Quoiqu’il en soit, le « prêtre raté » que trahissent ses manières onctueuses de chanoine mentalement bien structuré, condisciple, au petit séminaire de Nasso et au grand séminaire de Koumi, de Mgr Der Raphaël Dabiré, actuel évêque de Diébougou, a pour lui l’expérience, le sens de la mesure et de la pondération, la sagesse même, qui sait, indispensables à ce niveau de responsabilité. Mais ces vertus seront-elles suffisantes alors que ce dont nous avons besoin en ce moment, c’est d’un vrai « guerrier », d’un Premier ministre de combat qui aurait pu contrebalancer la bonhomie légendaire du président du Faso ?

Combat sur le front syndical en constante ébullition.

Combat dans le domaine macroéconomique avec l’indispensable maîtrise des dépenses publiques, particulièrement de la masse salariale ainsi que du train de vie de l’Etat et, pour avoir été à l’UEMOA de 2007 à 2017, le natif de Dissin dans le Ioba est bien payé pour le savoir.

Combat surtout sur ce champ de bataille où la vermine terroriste s’est incrustée un peu partout sur le territoire et, pour ne rien arranger, la défiance vis-à-vis de la puissance publique et de l’autorité de l’Etat va crescendo sans oublier ces écervelés qui veulent déchirer le contrat social intercommunautaire qui a été jusque-là la première richesse de ce pays.

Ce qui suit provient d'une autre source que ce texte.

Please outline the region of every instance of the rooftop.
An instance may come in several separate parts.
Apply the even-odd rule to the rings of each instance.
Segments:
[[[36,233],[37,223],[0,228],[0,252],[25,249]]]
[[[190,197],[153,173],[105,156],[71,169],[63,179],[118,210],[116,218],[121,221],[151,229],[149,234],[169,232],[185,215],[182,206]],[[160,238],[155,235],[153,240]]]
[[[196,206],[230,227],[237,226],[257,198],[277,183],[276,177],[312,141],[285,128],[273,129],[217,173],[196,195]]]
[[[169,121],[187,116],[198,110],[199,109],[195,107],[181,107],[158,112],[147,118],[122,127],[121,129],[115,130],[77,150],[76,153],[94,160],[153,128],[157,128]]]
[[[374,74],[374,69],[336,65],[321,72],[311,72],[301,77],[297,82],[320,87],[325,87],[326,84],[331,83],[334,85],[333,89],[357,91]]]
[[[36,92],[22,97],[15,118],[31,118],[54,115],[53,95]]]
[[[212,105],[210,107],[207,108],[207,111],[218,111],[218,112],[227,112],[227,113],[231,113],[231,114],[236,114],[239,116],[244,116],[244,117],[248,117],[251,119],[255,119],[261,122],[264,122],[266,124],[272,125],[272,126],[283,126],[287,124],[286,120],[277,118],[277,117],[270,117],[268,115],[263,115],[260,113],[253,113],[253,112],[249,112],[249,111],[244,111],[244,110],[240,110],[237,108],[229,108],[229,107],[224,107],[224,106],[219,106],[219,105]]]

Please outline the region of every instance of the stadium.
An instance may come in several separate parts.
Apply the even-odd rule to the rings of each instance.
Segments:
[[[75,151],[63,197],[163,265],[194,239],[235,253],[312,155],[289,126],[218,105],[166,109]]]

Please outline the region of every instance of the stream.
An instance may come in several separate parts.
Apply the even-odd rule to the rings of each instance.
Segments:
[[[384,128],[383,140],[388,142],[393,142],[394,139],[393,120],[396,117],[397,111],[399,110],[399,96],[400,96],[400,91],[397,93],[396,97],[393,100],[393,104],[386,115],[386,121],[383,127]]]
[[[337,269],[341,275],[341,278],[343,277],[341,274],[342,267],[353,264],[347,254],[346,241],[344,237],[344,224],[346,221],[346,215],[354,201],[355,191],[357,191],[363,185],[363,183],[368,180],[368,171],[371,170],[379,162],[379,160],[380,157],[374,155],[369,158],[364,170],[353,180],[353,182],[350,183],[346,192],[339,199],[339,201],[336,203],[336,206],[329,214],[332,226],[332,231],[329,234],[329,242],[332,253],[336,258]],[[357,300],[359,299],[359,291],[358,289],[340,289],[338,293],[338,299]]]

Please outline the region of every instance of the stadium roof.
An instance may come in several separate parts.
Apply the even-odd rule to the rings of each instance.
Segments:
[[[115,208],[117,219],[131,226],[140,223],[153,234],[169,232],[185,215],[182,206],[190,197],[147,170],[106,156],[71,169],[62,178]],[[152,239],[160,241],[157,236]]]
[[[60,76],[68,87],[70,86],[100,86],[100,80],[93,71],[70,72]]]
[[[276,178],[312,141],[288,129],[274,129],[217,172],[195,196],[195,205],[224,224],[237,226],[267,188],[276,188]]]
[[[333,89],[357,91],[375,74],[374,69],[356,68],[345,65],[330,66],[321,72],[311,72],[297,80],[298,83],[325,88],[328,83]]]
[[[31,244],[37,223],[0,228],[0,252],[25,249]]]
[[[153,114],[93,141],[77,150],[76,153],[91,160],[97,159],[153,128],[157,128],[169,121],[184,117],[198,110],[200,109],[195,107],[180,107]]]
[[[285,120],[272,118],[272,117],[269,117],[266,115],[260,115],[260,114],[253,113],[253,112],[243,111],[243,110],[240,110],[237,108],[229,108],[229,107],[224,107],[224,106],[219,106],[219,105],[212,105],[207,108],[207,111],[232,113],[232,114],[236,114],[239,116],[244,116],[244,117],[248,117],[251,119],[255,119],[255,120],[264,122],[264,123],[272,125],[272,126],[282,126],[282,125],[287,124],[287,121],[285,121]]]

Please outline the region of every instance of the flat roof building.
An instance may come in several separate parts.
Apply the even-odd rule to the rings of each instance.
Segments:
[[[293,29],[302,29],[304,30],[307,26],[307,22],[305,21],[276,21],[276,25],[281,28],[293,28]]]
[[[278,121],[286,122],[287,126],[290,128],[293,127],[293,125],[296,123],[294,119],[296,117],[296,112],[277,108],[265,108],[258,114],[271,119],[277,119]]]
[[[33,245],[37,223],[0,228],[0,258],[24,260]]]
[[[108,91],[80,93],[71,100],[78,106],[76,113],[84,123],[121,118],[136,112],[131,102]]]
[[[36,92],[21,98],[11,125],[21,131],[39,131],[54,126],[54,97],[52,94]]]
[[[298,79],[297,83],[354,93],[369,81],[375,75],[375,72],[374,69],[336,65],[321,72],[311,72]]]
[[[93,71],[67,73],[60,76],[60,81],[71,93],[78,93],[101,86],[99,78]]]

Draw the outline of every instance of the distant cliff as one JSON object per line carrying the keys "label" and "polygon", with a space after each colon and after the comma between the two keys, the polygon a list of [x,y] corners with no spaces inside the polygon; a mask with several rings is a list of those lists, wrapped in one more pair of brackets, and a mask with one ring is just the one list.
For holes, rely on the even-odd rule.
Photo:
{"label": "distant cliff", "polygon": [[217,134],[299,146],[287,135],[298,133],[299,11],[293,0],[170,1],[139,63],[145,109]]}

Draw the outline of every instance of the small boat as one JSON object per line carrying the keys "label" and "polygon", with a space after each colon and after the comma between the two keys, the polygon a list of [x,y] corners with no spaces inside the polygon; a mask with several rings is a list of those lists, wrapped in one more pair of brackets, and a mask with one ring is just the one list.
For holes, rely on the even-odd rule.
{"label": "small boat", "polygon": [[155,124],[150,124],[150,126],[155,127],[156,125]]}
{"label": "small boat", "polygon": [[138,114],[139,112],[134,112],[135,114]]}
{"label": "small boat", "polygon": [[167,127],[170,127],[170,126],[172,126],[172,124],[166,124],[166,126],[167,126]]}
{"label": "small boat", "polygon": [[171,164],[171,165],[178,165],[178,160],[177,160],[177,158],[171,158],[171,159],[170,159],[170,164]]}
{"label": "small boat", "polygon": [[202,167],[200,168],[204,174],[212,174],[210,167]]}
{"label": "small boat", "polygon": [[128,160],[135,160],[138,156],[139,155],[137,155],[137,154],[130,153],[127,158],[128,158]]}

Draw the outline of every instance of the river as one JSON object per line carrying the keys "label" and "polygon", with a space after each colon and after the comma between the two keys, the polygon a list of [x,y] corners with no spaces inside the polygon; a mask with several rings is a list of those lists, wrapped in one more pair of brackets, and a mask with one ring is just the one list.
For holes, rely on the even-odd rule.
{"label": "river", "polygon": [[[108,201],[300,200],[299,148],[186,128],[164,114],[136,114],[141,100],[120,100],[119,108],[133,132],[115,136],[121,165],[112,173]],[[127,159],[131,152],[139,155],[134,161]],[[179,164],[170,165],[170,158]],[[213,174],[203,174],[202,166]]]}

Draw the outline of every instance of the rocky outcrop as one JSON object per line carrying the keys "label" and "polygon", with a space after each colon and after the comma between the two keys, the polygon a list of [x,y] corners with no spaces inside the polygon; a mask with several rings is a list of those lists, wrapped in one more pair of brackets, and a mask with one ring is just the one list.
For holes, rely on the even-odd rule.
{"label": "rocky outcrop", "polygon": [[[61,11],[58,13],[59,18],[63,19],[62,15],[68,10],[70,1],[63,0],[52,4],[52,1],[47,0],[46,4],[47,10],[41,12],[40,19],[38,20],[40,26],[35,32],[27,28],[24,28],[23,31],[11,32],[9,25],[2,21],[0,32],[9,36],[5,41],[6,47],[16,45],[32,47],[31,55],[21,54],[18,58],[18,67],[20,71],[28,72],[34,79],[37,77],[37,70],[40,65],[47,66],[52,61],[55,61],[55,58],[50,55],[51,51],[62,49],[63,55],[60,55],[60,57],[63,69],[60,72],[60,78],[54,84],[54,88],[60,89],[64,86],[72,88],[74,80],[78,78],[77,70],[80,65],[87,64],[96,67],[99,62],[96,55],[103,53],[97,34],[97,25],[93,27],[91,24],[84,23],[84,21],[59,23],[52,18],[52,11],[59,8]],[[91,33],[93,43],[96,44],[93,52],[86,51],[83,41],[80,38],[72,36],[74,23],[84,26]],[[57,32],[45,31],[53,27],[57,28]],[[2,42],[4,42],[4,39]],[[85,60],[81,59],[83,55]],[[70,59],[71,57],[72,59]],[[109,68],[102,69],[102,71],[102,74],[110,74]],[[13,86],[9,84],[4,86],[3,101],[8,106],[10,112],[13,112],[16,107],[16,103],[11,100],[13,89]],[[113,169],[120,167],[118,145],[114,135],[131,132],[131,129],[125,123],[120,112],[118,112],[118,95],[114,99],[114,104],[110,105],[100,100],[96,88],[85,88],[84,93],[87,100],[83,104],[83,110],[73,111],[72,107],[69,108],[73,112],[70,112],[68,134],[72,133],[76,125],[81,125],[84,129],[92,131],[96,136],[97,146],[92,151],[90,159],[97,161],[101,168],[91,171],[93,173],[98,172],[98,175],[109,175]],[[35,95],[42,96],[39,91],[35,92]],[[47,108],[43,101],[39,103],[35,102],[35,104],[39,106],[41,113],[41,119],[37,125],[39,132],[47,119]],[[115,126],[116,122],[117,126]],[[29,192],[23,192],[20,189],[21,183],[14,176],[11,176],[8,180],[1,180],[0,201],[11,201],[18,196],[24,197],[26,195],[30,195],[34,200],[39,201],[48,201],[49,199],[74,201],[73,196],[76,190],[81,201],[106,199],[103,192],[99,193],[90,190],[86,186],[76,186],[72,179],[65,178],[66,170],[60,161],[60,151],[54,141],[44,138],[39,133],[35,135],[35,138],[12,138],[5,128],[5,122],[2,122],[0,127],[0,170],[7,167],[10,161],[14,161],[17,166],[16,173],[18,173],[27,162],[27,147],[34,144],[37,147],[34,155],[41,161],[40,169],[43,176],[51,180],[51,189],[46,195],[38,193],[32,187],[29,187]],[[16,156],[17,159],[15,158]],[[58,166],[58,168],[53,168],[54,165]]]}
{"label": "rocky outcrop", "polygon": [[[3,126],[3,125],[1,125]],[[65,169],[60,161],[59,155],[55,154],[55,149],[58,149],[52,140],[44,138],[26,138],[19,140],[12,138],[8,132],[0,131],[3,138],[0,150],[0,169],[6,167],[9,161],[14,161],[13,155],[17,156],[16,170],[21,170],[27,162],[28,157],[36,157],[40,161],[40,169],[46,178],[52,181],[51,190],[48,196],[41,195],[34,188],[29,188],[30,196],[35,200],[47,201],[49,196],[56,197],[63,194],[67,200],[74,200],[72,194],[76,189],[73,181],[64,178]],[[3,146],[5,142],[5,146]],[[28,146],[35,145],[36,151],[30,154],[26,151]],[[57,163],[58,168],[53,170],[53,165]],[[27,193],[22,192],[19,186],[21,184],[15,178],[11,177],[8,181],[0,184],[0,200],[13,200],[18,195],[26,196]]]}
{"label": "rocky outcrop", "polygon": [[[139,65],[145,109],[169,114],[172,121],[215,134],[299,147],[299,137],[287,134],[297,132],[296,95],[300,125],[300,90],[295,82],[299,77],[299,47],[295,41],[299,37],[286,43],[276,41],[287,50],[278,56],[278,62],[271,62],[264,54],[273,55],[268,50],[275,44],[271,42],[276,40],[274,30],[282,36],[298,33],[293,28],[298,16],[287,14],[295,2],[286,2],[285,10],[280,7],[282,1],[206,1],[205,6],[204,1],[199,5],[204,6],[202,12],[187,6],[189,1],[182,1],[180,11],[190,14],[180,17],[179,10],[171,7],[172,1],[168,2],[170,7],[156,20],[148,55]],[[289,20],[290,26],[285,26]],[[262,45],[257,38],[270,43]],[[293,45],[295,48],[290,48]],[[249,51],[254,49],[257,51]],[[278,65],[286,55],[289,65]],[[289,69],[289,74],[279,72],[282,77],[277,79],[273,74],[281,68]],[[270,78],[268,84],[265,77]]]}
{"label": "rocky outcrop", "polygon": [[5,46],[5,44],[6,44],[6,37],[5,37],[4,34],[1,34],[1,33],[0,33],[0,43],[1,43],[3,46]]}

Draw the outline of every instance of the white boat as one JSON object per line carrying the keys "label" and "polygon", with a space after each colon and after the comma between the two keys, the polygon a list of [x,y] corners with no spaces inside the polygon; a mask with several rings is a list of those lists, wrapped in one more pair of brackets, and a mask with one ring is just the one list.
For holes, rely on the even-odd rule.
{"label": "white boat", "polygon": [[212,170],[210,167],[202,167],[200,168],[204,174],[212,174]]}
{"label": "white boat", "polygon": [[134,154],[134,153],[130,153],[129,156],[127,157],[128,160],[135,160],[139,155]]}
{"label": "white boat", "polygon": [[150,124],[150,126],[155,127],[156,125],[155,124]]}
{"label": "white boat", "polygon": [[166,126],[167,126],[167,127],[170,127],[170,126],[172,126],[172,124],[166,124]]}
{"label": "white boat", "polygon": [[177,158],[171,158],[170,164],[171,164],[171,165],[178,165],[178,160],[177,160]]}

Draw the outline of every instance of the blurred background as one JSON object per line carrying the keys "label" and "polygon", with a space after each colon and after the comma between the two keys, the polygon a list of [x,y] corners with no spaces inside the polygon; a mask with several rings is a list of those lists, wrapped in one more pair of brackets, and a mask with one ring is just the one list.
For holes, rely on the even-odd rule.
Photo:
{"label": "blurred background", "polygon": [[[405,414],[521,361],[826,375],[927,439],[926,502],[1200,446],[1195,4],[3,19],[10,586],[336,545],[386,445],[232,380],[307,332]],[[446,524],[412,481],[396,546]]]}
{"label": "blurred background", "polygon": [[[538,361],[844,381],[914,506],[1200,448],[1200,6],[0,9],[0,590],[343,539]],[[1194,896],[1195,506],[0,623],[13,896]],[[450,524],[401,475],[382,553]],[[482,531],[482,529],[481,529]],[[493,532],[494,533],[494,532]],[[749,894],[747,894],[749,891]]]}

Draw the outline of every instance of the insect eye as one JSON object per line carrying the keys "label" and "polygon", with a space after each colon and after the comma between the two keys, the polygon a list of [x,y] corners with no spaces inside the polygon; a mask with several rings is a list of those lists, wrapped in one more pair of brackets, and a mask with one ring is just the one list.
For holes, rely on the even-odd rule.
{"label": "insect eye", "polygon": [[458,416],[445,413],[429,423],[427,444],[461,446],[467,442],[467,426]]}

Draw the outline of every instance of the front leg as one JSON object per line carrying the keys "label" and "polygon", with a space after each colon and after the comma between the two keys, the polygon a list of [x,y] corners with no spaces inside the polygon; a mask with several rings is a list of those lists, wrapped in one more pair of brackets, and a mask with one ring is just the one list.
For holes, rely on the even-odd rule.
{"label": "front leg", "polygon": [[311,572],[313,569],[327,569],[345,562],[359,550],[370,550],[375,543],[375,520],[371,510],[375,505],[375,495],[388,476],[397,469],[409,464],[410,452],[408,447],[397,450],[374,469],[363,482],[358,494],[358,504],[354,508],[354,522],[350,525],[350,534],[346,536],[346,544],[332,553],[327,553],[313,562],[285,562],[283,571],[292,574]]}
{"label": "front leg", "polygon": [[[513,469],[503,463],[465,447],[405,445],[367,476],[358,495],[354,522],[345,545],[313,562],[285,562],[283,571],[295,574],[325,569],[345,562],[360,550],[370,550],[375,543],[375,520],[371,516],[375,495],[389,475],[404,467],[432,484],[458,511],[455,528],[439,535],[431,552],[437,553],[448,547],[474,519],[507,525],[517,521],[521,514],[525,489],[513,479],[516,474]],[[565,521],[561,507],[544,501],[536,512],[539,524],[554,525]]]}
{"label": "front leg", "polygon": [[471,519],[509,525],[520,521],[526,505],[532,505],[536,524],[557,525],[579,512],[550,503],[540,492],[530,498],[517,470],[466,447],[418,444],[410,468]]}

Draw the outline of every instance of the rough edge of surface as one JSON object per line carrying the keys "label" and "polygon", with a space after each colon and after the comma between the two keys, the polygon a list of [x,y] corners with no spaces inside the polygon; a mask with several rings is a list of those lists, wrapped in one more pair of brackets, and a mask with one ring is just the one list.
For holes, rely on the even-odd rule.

Autant dire que c’est sur un champ de mines que s’aventure Christophe Dabiré et qu’il va lui falloir crapahuter. Du coup, nonobstant les précieux atouts dont il dispose, on en est à se demander si l’âge du capitaine – il a 71 ans – ne pourrait pas s’avérer un handicap dans le contexte actuel, car il faut qu’il soit physiquement au point et endurant pour supporter la charge, les longues nuits sans sommeil qui prolongent les interminables journées de travail quand les gens de sa génération s’exercent dans l’art d’être grand-père ou grand-mère.

Pour autant, et comme on ne reconnaît le bon maçon qu’au pied du mur, il faut se garder d’avoir des a priori dans la mesure où le PM est avant tout un chef d’orchestre qui met en musique la politique du président et qu’il convient d’attendre de voir le visage de sa future équipe pour se faire une idée plus juste de la volonté réelle de changement. Car s’il faut changer de Premier ministre sans toucher en profondeur au gouvernement, ça ne servirait pas à grand-chose.